Dünyanın en pahalı enerjisi (öğrenci projesi-atölye)
Hammaddesi uranyum olan bir enerji üretme biçimi olarak Nükleer Enerji’nin Türkiye’deki tarihi son 40 yıla kadar uzanıyor.
60’lı yılların sonlarından itibaren çeşitli çalışmalarda bulunulmasına rağmen 70’lerin sonundaki siyasi hareketlenme Mersin’de yapılması öngörülen Nükleer Santral projesinin sonuçlanmasına olanak tanımamıştı.
80’li yıllarda ise yine Akkuyu’da yapılması planlanan santral Sovyetler’de meydana gelen Çernobil faciasından sonra tekrar askıya alınmıştı.
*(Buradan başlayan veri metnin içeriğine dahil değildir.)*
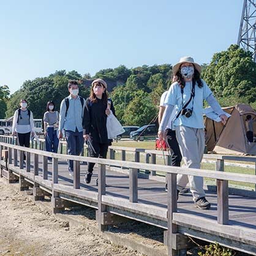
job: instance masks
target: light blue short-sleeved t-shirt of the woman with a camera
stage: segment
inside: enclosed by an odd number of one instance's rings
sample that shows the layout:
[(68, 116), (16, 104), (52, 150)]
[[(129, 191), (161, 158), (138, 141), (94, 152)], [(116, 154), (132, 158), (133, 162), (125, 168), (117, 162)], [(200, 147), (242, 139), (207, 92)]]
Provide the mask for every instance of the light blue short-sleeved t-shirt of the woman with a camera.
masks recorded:
[[(203, 80), (202, 80), (203, 81)], [(175, 115), (179, 113), (183, 105), (185, 105), (191, 96), (192, 90), (192, 81), (187, 82), (184, 87), (183, 99), (181, 94), (181, 88), (177, 82), (173, 83), (168, 90), (167, 97), (165, 97), (164, 104), (169, 104), (175, 106)], [(205, 100), (210, 94), (211, 89), (206, 85), (205, 81), (203, 81), (203, 87), (199, 88), (198, 85), (195, 85), (195, 97), (194, 104), (193, 100), (189, 102), (189, 105), (186, 108), (192, 108), (193, 112), (189, 118), (186, 118), (184, 115), (179, 115), (178, 118), (175, 119), (175, 126), (187, 126), (192, 128), (201, 129), (204, 128), (203, 124), (203, 100)]]

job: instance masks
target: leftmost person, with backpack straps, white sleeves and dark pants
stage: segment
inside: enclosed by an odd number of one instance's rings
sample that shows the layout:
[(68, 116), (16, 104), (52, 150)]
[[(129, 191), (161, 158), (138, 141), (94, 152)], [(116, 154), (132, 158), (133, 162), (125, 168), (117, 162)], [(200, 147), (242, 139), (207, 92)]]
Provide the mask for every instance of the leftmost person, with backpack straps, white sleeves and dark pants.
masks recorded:
[[(30, 136), (34, 137), (34, 119), (33, 113), (28, 108), (28, 102), (25, 99), (20, 100), (20, 108), (18, 108), (13, 116), (12, 135), (18, 137), (18, 145), (29, 148)], [(24, 154), (24, 160), (26, 156)]]

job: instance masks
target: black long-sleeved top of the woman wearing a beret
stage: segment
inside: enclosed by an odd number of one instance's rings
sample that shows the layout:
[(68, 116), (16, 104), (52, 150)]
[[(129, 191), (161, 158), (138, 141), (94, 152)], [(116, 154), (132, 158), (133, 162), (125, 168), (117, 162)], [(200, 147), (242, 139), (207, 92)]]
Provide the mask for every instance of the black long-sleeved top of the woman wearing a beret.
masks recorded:
[[(85, 103), (85, 112), (83, 115), (83, 128), (85, 134), (89, 134), (92, 140), (99, 143), (108, 143), (107, 132), (107, 115), (105, 110), (107, 104), (104, 104), (102, 99), (97, 99), (97, 102), (91, 102), (88, 98)], [(111, 101), (110, 110), (115, 115), (115, 108)]]

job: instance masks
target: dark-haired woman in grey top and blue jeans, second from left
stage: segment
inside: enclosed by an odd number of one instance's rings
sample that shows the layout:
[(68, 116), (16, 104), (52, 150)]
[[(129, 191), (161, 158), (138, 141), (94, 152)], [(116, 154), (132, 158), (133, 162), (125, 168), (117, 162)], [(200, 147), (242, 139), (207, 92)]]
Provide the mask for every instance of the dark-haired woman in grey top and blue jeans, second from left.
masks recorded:
[(59, 139), (57, 130), (59, 127), (59, 113), (55, 110), (53, 101), (47, 102), (47, 111), (43, 115), (45, 129), (45, 146), (48, 152), (58, 152)]

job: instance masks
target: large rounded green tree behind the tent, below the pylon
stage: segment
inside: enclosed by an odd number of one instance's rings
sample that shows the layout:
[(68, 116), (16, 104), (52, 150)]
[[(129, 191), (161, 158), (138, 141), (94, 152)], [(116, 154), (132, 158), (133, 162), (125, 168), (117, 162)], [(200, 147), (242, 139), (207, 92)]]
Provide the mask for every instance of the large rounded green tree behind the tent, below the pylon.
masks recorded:
[(216, 96), (247, 97), (247, 104), (256, 100), (256, 63), (252, 53), (231, 45), (227, 51), (215, 53), (208, 67), (203, 72), (203, 78), (213, 89)]

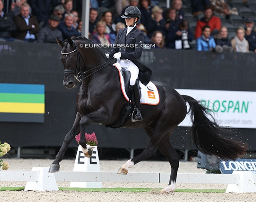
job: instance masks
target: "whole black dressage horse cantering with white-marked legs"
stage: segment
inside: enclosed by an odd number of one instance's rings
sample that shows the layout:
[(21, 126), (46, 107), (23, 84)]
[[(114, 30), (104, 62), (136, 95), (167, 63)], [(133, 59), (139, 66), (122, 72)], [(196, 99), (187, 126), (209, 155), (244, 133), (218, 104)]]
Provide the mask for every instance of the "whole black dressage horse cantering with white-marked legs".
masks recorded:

2000’li yılların başında yine aynı konu gündeme gelmiş fakat yaşanan ekonomik buhran devletin geri adım atmasına neden olmuştu. Son iki yıldır ise hem çevre örgütlerinin ve aktivistlerin hem de santral yapılması öngörülen coğrafyalardaki halkın gündeminde ‘Nükleer Santraller’ var.
Dünya çapında, 31 ülkede 435 adet reaktör ünitesi; 210 adet Nükleer Santral bulunduğu bilinmektedir.
Bu santraller 2006 yılının sonuna kadar 67.398 Megawatt (MW) elektrik üretmiştir. Dünyada enerjisinin çok büyük bir bölümünü Nükleer Enerji ile karşılayan devletlerin başında Fransa gelirken, Ukrayna’da onu izleyen birkaç ülkeden biri.
‘Üretilen Toplam Elektriğe Göre Yüzdesi’, ‘Santral Sayısı’ ve ‘Reaktör Sayısı’ olarak grafikte belirtilmiştir.
60 yıl ömrü, ortalama 20 milyar dolar maliyeti ve dışarıdan gelecek etkilere açık olan Nükleer Santraller’in ucuz bir enerji üretim aracı olduğu fikri, santrallerin soğutulması için kullanılan su miktarı ile karşılaştırıldığında ekolojik dengede uzun vadede yaratacağı tahribat nedeniyle çevre örgütleri tarafından desteklenmiyor.
İnşaa edildiği bölgede, özellikle su canlılarının habitatı üzerinde ciddi etkisi olan Nükleer Santrallerin özellikle su ile olan etkileşimi dolayısı ile çevre halkının da sağlığını ve yaşam kalitesini tehdit ettiği ortaya konmaktadır.
Herhangi bir sızıntı durumunda radyoaktif yakıtların uzun yıllar sonunda etkilerinin azaldığı görülse de zehirli atıkların etkileri ilk zamanlarındaki ile aynıdır. Kullanım süresi dolduğunda ise söküm işlemi yapılması gereken santrallerin birinin söküm işleminin maliyeti yaklaşık olarak 400 milyon avro değerindedir.
Birçok çevre örgütü söküm, atık ve çevresel maliyetler hesaplandığında nükleer dünyanın en pahalı enerjisi olduğu görüşünde. Bunun yanı sıra Türkiye’nin enerji için ödedeği en yüksek fiyat yine nükleer için ödeniyor.
Mersin Akkuyu’da yapılması planlanan Nükleer Santral için Akkuyu’da yapılan Çimento Fabrikası ve Liman, az sayıdaki Akdeniz Fokları’nın ölümüne neden oluyor. Bir santralin inşaa sürecinde başlayan tahribat, 60 yıllık yaşamı tehdit ve tedirgin ediyor.